In my lungs I hold grains of gold | by Mobey Irizarry

I

I was once told
that the Sahara sand flies
over the Atlantic to lay on Puerto Rico’s shores.
Bits of home for stolen people on stolen shores.

Saharan dust coats my lungs
on late August days in
              Dorado, my lungs
              Golden with the weight of a thousands mile journey.

 

II

Four years old,
mother pumps breath into her brown child,
saves them from drowning in fresh air,
she counts to ten,
“savor your breath.”

 

III

I’ll push myself near drowning,
let the waves throw me on rocks that cut my back
it is an honor to share my blood with the ocean.

Dorado my father
saves me from drowning in salt water.
The moon has pulled the waves too high and my arms are heavy twigs,
anchors with no pull.

I am no longer a force outside of the waves,
I am of the waves.
I am a leaf offered from mango trees
waiting to degrade into the rocks below.

 

IV

In my lungs I hold grains of gold

And with every breath I polish
loose translations for
wheezing

I try to sing sweet songs,
taught from Abuela,
to momentary and timeless love
But

If every breath rattles
the gold beads caught
in my airways

Then I must find
a way to harmonize
with rattling

If harmony could be
two notes in love

Then I must
sing the third above
catching my breath.

 

V

I take my blunts with my inhaler.
Puff puff pass albuterol to my brown friends,
green trees wrapped in brown skins.

Is it ancestry, the way we
burn through leaves picked from gold?
My mango optimo a mango tree branch
burnt on its fingertips for
reaching close enough to the sun.

 

VI

I run out of breath or it runs out on me and I chase it and sometimes I am too far behind or what does it mean that my lungs are weaker so they taste the air saccharine, a sweetness that aches in my jaw, or that I know the sweetness of air because I know the bitterness of drowning in it and is it right for me to find luxury in clean air or where is the privilege in finding a corner to breath in and what does it mean to abandon my friends when they drown and trust that you’ll stop coughing just in time to start breathing or is it most beautiful to find all star-studded when your breath runs too far.

 

VII

If I die of an asthma attack remember that it was not my lungs that killed me.
My lungs were brutalized by gun powder over la Higuera in ‘67.
Agent orange raining over Vieques in ‘70,
then poured into the mouth of the Hudson River.
My lungs constrict under smoke in Connecticut Shade
and bloody fumes of molten revolvers turned into typewriters.
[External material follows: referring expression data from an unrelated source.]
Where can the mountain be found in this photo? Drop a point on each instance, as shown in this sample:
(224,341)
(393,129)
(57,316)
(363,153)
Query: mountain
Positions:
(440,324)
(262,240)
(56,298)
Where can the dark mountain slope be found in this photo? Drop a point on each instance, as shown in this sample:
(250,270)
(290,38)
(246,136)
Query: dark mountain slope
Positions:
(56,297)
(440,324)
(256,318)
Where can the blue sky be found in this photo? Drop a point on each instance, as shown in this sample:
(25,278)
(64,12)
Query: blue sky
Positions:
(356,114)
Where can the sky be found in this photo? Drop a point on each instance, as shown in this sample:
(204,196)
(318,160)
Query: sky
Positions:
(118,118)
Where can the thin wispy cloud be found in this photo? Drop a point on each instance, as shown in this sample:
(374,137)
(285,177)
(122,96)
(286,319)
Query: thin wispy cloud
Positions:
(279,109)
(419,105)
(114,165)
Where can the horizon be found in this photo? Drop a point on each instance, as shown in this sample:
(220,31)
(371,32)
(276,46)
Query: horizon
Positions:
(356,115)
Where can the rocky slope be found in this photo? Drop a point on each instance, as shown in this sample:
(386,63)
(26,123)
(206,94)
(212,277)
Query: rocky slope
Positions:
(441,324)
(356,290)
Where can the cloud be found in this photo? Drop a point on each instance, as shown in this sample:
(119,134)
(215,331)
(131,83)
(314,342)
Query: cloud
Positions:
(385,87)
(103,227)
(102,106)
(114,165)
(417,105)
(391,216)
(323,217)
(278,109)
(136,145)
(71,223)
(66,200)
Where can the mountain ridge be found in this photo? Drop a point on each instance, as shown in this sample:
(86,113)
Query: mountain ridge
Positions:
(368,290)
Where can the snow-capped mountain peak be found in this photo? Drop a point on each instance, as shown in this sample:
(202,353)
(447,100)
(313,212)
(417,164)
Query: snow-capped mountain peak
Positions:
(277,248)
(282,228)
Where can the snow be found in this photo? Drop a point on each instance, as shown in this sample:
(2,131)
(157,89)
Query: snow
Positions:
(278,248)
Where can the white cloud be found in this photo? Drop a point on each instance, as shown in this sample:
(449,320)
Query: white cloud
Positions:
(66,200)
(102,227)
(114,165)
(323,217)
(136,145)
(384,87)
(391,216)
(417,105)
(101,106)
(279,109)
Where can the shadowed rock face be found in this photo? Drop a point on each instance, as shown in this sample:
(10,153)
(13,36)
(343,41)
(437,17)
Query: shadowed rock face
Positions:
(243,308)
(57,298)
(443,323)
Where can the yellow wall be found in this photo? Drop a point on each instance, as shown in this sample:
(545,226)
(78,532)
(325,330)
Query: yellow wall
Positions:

I can’t let you think that I was killed by my body’s failure.

The lashes in my lungs are reverberations from those on my ancestors backs.
They ring through the bodies of Black and Brown children across this country.

 

VIII

Today my lungs ring like bells,
resonating the crisp burn of a sun shone too brightly,
of beating brown fists raised over lashes,
past star-studded smog into pure brilliance.

Each breath a gift, my
lungs hum warmly a
song of gratitude, a
tender embrace of innocuous air.

 


 

Mobey Irizarry is a genderqueer Puerto Rican poet, musician, multimedia artist, and activist from Hartford, CT. They are currently pursuing degrees in Music Composition and American Studies at Oberlin College and Conservatory. Under the moniker Xango/Suave, they released the album “Equis” (2017) on Pretty Records, and will be releasing another album in late 2018. Their work deals with queerness, asthma, and anti-colonial resistance.